The U.S. Department of Agriculture expects the number of mobile slaughterhouse units to grow and has provided financial assistance to at least four in the past half-decade
Photograph by: Scott Olson, Getty Images Files, Bloomberg
The six-person team gathers its equipment and heads out in heavy boots and tie-dyes, moving in for the kill.
Sharpened knives? Check. Scalder? Check. A "kill cone" to drain blood from upsidedown chickens? Check.
Towed behind a Ford F-250 pickup, Island Grown Initiative's mobile poultry slaughtering unit is on the move in Martha's Vineyard, ready to feed the growing appetite for locally raised products on the Massachusetts island best known as a vacation playground for the Kennedys.
"Without that unit, I would not be able to farm," said Jefferson Munroe, 34, who tends a small flock on the north side of the island that provides fresh chicken to local restaurants.
While fruit and vegetable growers can often handle their own harvesting needs, livestock requires slaughter - a messy business that could be unwelcome in affluent communities, where demand for locally produced food is highest. Enter Island Grown, a non-profit formed by Munroe and others that comes to the farm to slaughter, scald and pluck.
The U.S. Department of Agriculture estimates 20 mobile units are in operation around the country. Units from Texas to Alaska butcher birds, cows, pigs and other animals as the market for locally produced food has grown from a beachhead of hippie co-ops and healthfood stores to Whole Foods Market Inc., Wal-Mart Stores Inc. and Kroger Co.
"Mobile slaughter is crucial" to building local and regional food systems, U.S. Agriculture Secretary Tom Vilsack said in an interview. "It's still a relatively small piece of agriculture, but what I like about it is it offers local opportunities. You don't have to be a large operator, or a productionsized operator, to get into this business."
The department expects the number of units to grow and has provided financial assistance to at least four in the past half-decade, Vilsack said. Along with $17 million US in aid to the local-meat sector since 2009, the department has given advice on feasibility and technical assistance. Island Grown received $9,300 from the USDA for education and promotion.
The number of farmers engaged in local-foods sales rose 24 per cent to 144,530 in 2012 from a decade earlier, according to an agriculture department census released in May. That growth took place even as the total number of producers fell 0.9 per cent to 2.11 million in the same period.

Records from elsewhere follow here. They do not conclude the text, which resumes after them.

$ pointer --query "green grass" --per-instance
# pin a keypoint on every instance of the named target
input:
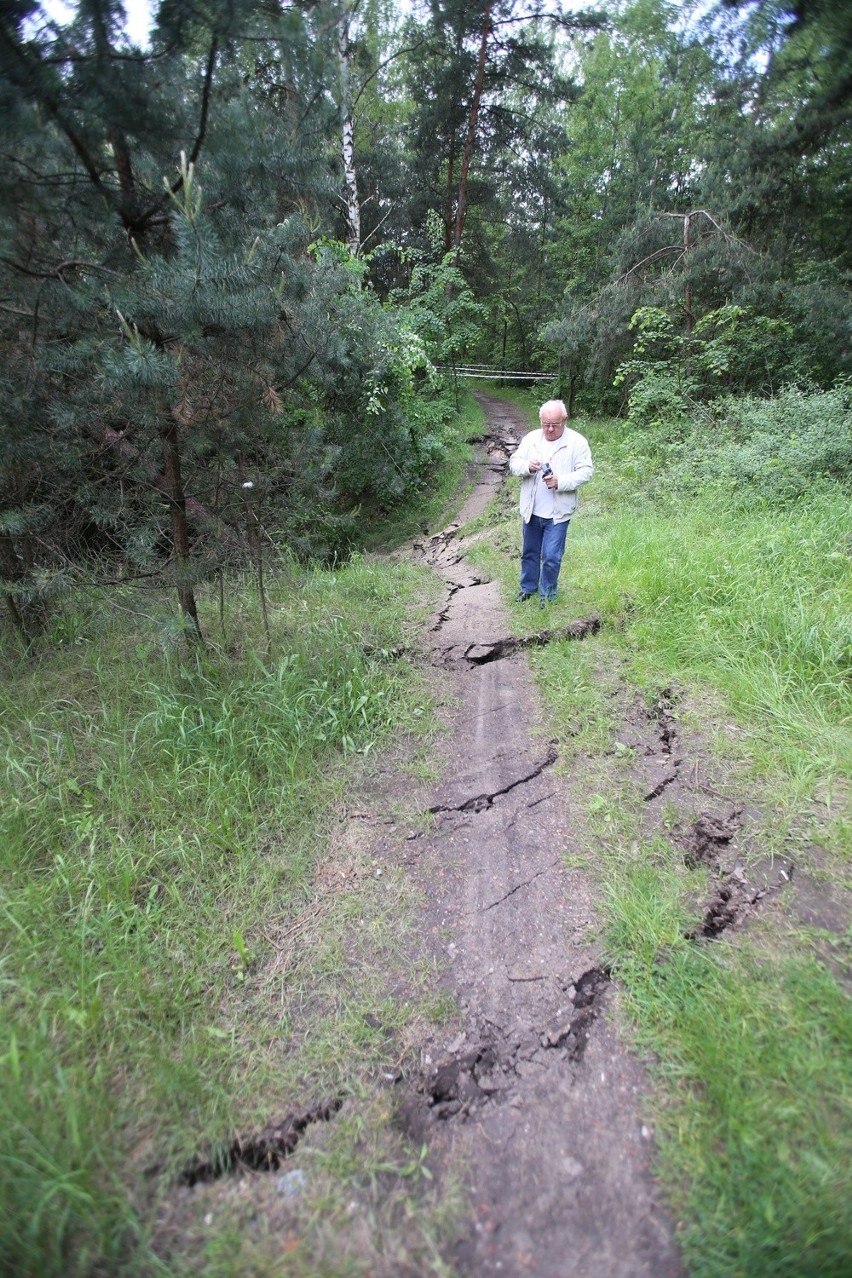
(443, 491)
(745, 608)
(173, 973)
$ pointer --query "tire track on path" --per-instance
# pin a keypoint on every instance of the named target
(537, 1098)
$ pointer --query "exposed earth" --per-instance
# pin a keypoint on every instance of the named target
(537, 1094)
(533, 1097)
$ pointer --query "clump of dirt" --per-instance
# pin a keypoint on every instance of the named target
(708, 837)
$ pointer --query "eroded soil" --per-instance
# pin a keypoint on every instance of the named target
(532, 1097)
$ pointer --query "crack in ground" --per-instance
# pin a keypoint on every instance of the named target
(480, 803)
(491, 1070)
(733, 902)
(262, 1152)
(519, 886)
(502, 648)
(443, 616)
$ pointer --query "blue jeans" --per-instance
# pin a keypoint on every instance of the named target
(542, 554)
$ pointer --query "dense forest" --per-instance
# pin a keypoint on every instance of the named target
(244, 263)
(239, 265)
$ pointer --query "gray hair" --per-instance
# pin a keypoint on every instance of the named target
(551, 405)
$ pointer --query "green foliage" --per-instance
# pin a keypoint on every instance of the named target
(671, 371)
(159, 822)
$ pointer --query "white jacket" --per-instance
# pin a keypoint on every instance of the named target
(571, 460)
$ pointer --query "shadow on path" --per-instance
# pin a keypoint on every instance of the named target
(537, 1097)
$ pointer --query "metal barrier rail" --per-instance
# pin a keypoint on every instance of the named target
(484, 371)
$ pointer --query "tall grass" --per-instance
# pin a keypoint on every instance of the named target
(156, 814)
(744, 603)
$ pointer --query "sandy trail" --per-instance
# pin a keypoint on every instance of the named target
(535, 1098)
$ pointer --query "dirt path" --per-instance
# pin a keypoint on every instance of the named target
(535, 1098)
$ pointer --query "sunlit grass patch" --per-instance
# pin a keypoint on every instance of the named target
(162, 821)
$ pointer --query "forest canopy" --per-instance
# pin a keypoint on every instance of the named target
(239, 265)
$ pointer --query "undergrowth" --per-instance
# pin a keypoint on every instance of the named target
(162, 817)
(741, 602)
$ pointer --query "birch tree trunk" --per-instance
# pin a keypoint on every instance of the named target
(350, 173)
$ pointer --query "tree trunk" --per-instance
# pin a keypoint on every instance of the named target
(350, 175)
(689, 318)
(176, 499)
(470, 141)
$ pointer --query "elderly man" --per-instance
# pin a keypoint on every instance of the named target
(552, 463)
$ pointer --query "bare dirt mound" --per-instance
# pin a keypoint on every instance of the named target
(535, 1097)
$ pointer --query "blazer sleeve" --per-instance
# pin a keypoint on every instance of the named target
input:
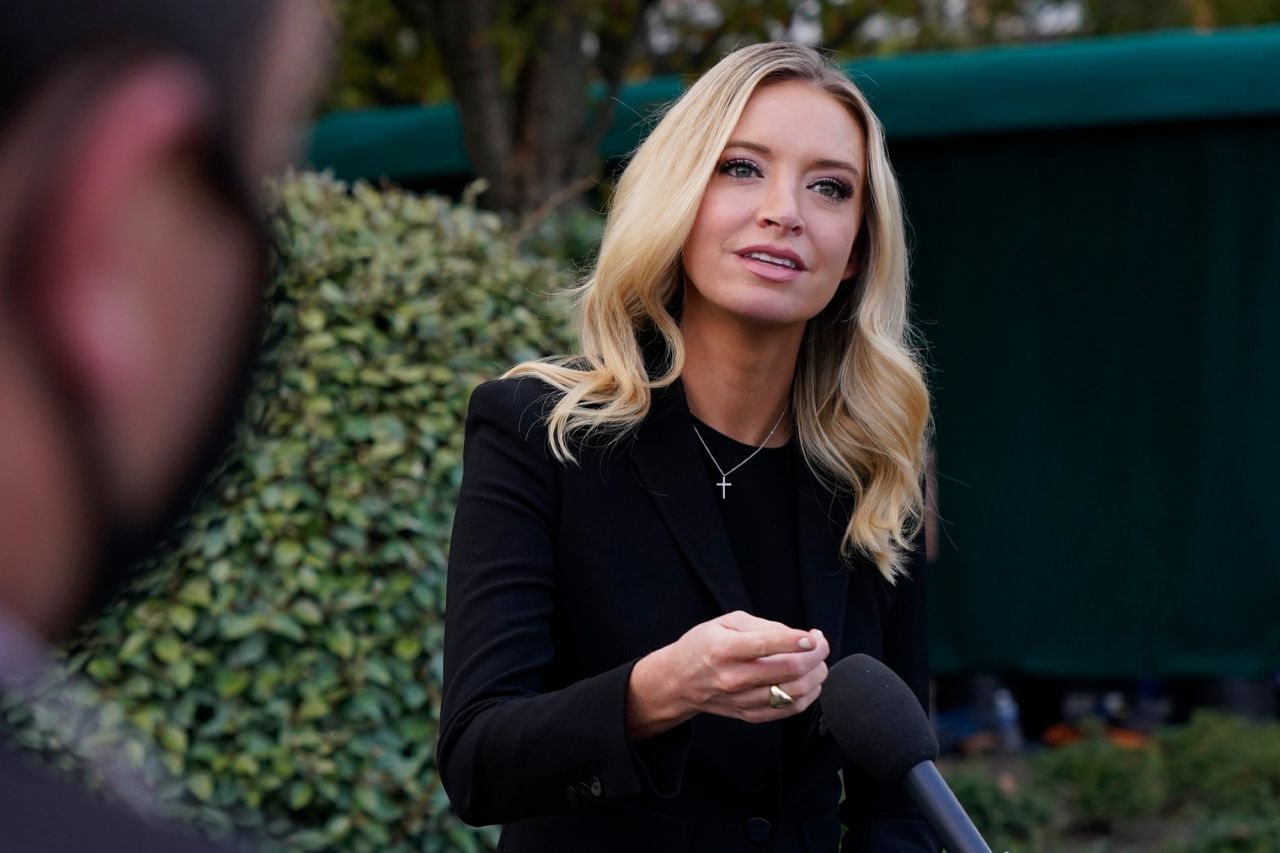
(878, 820)
(508, 746)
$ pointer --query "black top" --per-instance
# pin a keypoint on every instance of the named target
(562, 576)
(759, 511)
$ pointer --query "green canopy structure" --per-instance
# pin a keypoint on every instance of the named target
(1096, 256)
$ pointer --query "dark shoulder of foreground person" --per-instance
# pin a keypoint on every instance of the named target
(521, 402)
(40, 813)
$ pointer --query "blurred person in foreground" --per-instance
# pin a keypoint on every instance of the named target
(133, 138)
(662, 541)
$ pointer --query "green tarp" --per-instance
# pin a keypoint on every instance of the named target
(1096, 233)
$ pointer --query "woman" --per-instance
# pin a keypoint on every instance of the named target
(662, 541)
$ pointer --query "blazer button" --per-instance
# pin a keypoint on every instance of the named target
(758, 830)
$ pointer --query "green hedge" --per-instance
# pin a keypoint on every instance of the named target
(282, 665)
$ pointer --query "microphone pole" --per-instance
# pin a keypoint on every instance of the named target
(942, 810)
(880, 724)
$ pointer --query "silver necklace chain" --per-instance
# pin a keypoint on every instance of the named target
(723, 484)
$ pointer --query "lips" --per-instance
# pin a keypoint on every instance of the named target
(772, 263)
(775, 255)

A consolidation of agriculture has squeezed out smaller slaughterhouses that could profitably serve alternative producers. Bigger facilities, which offer economies of scale and advantages in waste handling, can be out of place in upscale areas such as Martha's Vineyard, 113 kilometres south of Boston, where seasonal visitors include the Obamas, singer James Taylor and moviemaker Spike Lee.
Farmers outside Seattle were early adopters of mobile slaughtering more than a decade ago. Roving units have processed lambs and goats in California, buffalo in Nebraska, elk and boar in Texas and turkeys, pheasants and quail in Kentucky. A unit in Nome, Alaska, slaughters reindeer.
In New York's Hudson Valley, mobile operators who slaughtered cows from 2010-12 are considering ways to restart, said Sara Grady, vice-president of programming for Glynwood, a nonprofit based in Cold Spring, N.Y., dedicated to rural preservation.
The unit stopped production after the farmer who ran it built a brick-and-mortar slaughterhouse - the goal of many mobile operators. The group is now taking proposals to resume operation in co-operation with restaurants and retailers who will cut and wrap the animals they kill, Grady said.
"If we're going to have a proliferation of independent, sustainable agriculture, we also have to have business people who have the skills to bring these products to market," she said.
Local-foods businesses tend to work best near cities, where pricey farmland and affluent consumers create incentives for high value rather than commodity-based farming, said Tom Cosgrove, vice-president for commercial lending with Farm Credit East, a nationwide agricultural lender.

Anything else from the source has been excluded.